Between 800 and 900 people live in the 25-year old housing complex. "Most of them know each other," says Wong. In the evening "the old folks come down and sit ... This project is very successful." Last year the Chinese Consolidated Benevolent Association (CCBA) purchased the complex from Tai Tung Apartments Co., a real estate limited partnership managed by the Boston Financial Group. A group of Tai Tung tenants had asked CCBA to purchase the building because they were afraid the Chinese community would eventually lose control of the complex once a federal Department of Housing and Urban Development (HUD) mortgage expired in the year 2014. At that time CCBA would no longer have the option to buy the building.
There was, however, some controversy surrounding CCBA's purchase of Tai Tung, in part because the HUD mortgage wasn't scheduled to expire for another 20 years. CCBA also bought the building with rental money from a building it controls at 50 Herald St. That building was given to the CCBA on behalf of the Chinese community and was meant to be used to create "new" community housing. Although Tai Tung Village is housing, it's not "new" housing, critics of the deal say. Three Generations On an upper floor of Tai Tung Village, Fut Gee Moy sits with his mother in the living room of her one-bedroom apartment. His mother has lived in the building since the day it opened in 1973. Moy, who immigrated from mainland China in the 1980s, lives with his wife upstairs. His son, a student at Cornell University, also lives here when he's not away at school. Before he immigrated to the US 14 years ago, Moy was a teacher in China. But once in the US he had no choice but to become a restaurant worker.

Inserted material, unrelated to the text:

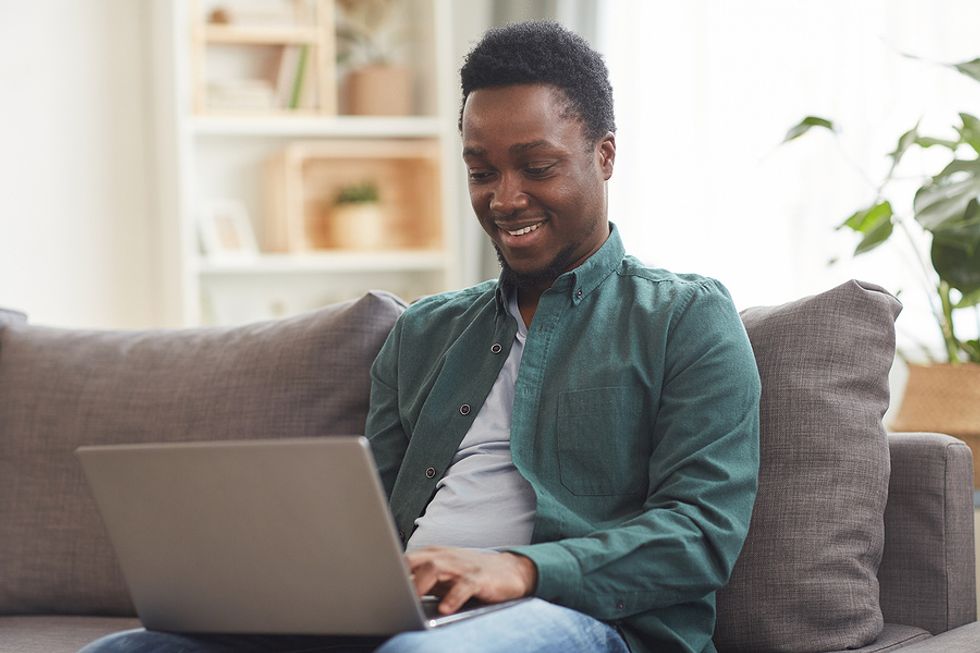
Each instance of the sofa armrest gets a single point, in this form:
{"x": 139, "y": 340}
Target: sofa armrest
{"x": 964, "y": 639}
{"x": 927, "y": 574}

In a nearby apartment, Chun Yuen Mak and Kan Ho Mak sit with their son, daughter-in-law and granddaughter in the living room of their apartment. The granddaughter says her family lives in North Quincy but regularly makes the trip into the city to visit her grandparents. The apartment's sunny living room has a spectacular view of the expressway and the South End. Family photographs are displayed on a shelf and a small ancestral shrine is attached to the wall above the kitchen table. A retired restaurant worker, Mak has few complaints about Tai Tung Village. It's safe and well-managed, he says, though he'd like to see his subsidized $290 rent drop a bit now that CCBA has purchased the building. Former Boston School Committee member Robert Guen points out that Tai Tung Village is a model for how city apartment buildings should be run. While there have been some breaking and entering and some robberies in the parking lot and on the elevator, he says, crime at the complex hasn't been a serious problem. There are no gangs hanging around the building and no graffiti on the walls, says Guen. The Chinese community "polices itself well," he adds. "These kids are a gem," he says. "Our young people are overall a credit to the community." "You don't have a sense of danger or dread" at Tai Tung Village, he says. By any standard it's a good place to live, though not because "the government" or some "bureaucrats" make it that way. "It's more the community itself," he says. "There's a certain degree of respect there." Guen says he once walked through the complex with former Boston Redevelopment Authority director Ted Chandler, who was impressed by the condition of the complex. "Here was a housing project in the midst of an urban area and there was no sign of graffiti," says Guen.